From: Karlsson Kent - keka [keka@im.se]
Sent: Friday, January 26, 2001 2:12 PM

Subject: Draft changes for wchar_t and Conformance sections

[Suggested new text at the end of this message]


> -----Original Message-----
> From: Sandra O'donnell USG [mailto:odonnell@zk3.dec.com]
> These are all optional types in C99, and I think many people

No, they are not quite that.  Clause says for <stdint.h>: "if a
implementation provides integer types with widths of 8, 16, 32, or 64 bits,
it **shall** define the corresponding typedef names." (my emphasis).  And
the typedef names with the word "least" in the names are **required** for
8, 16, 32, and 64 bit least widths (clause, irrespective of
architecture (though you may then (very rarely) find 9 or more bits in a
uint_least8_t value representation).

> (including
> me!) would object to recommending such encoding-specific types.

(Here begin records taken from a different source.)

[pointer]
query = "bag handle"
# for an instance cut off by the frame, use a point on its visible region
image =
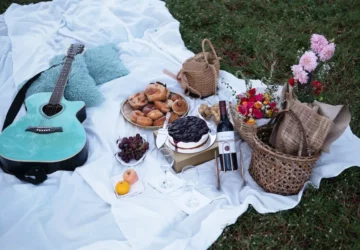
(211, 47)
(303, 139)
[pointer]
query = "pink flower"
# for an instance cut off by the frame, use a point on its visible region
(242, 110)
(250, 105)
(296, 69)
(257, 114)
(258, 97)
(327, 52)
(302, 77)
(308, 61)
(273, 105)
(318, 42)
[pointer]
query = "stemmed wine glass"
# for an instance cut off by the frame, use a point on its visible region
(166, 158)
(191, 175)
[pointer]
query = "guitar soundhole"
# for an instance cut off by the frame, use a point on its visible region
(51, 110)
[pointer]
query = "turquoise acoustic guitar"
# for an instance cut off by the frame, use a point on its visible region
(50, 136)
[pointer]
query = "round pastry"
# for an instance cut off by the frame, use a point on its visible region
(144, 121)
(138, 100)
(174, 97)
(188, 132)
(155, 92)
(162, 106)
(179, 107)
(135, 114)
(155, 114)
(148, 108)
(169, 102)
(173, 117)
(160, 121)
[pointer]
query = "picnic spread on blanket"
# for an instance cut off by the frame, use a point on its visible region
(160, 147)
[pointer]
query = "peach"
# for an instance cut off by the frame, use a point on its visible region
(130, 176)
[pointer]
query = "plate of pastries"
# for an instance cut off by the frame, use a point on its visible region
(148, 108)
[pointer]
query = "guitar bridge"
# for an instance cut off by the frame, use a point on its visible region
(44, 130)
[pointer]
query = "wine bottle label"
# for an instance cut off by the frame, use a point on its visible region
(226, 142)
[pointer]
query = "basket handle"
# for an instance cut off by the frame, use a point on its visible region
(211, 66)
(303, 140)
(211, 47)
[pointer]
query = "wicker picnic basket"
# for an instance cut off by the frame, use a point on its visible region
(199, 74)
(277, 172)
(246, 131)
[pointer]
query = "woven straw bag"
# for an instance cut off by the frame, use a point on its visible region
(199, 74)
(246, 131)
(285, 134)
(277, 172)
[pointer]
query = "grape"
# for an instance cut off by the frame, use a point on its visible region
(133, 147)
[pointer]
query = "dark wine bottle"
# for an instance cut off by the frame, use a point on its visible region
(226, 141)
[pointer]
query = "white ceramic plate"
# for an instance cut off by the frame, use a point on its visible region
(132, 162)
(208, 144)
(211, 121)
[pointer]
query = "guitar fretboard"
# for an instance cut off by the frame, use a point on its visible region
(61, 82)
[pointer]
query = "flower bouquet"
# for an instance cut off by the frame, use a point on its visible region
(252, 110)
(312, 69)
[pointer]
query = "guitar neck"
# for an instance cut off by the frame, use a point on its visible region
(61, 82)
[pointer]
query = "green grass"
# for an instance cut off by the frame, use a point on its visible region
(251, 36)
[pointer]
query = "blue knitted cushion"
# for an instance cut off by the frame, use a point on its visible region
(80, 87)
(104, 64)
(98, 65)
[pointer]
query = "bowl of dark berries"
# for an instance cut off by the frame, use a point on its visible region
(132, 150)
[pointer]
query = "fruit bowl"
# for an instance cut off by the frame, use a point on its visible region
(132, 162)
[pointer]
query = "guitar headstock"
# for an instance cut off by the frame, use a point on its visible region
(76, 48)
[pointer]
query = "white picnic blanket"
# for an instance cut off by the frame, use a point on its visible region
(78, 210)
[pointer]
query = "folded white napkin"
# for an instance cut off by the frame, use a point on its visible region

The
> code I have that currently uses char and cleanly handles
> UTF-8, Latin-1,
> eucJP, etc., would have to be revised to special-case UTF-8 using the
> uint8_t type, for example.

Though "char" (or better "unsigned char") can handle multiple encodings,
by locale, still:

1. There is special-casing: if the locale is a "UTF-8 locale", some
   special functions can be used (like Markus Kuhn's wcwidth[_cjk]())
   which work only for UTF-8.

2. Even though some things work with "agnostic" datatypes like char
   and wchar_t, not everything can be controlled from POSIX locale
   data, for a more ambitious Unicode implementation. Which is why
   some nail wchar_t to UCS-2/UTF-16, and others have other names for
   Unicode specific datatypes.

3. There is one such recommendation there already: UNICHAR; it would
   be more neutral to have UTF8_t, UTF16_t, and UTF32_t.  I don't
   think it would be a good idea to have a UNICHAR which could sometimes
   be UTF-16, sometimes UTF-32, since those encodings need to be treated


> I know we have differing opinions about the desirability of
> encoding-specific
> types, but I think this is waaaaay too controversial to put
> into a small
> section of the Unicode standard that's trying to describe wchar_t.
>    . . .
>          There is only one suggested "typedefed" name: UNICHAR,
>    for UTF-16 *code units*, not *characters*.  Suggestion:
>    typedef uint8_t UTF8_t;
>    typedef uint16_t UTF16_t;
>    typedef uint32_t UTF32_t;
>    (I'm not really suggesting to write out those typedefs as
>    C code in the text, even though I did so here.)
> Again, I disagree. However, here I was trying simply to use
> as much of the
> existing text as possible. It refers to UNICHAR, so my
> revision did as well.
>          I'm not sure wchar_t can be used for UTF-16 and still
>    fully conform to C99.  I have very much the impression that
>    wchar_t may be UCS-2, or UCS-4, or whatever else can hold
>    any character in the coded character set in a *single* code
>    unit, but not UTF-8 code units, nor UTF-16 code units.
>    (I cannot quote the C standard, since I don't have my
>    (only, paper, FDIS) copy handy).
> I almost mentioned that in my original message, but thought it might
> bring the wrath of Microsoft/IBM down upon me. I agree that UTF-16 is
> not useable as a wchar_t encoding because wchar_t is a FIXED WIDTH
> encoding and UTF-16 clearly is not. UCS-2 is okay in wchar_t,
> of course.
> It's just that I know that it's a tricky subject for the vendors
> who chose 16-bits as their wchar_t. I mean, if wchar_t is 16 bits
> and wc happens to contain the first half of a surrogate pair, what
> are functions like iswalpha(), wcwidth(), wcstombs(), towupper(),
> etc., supposed to do?

Well, the C (and COBOL?) restrictions are broken anyway, as Mark says.
to[w]upper('') should return "SS", but it can't.  More examples in
SpecialCasing.txt.  I see no problem in MS having wchar_t be UTF-16
code units; even though it strictly speaking does not follow the C99

> This may be worth discussing, but I don't want to lose sight of the
> existing inaccuracy in R3.0 that says it is NOT Unicode-conformant to
> use a 32-bit wchar_t. I want to make sure that gets fixed.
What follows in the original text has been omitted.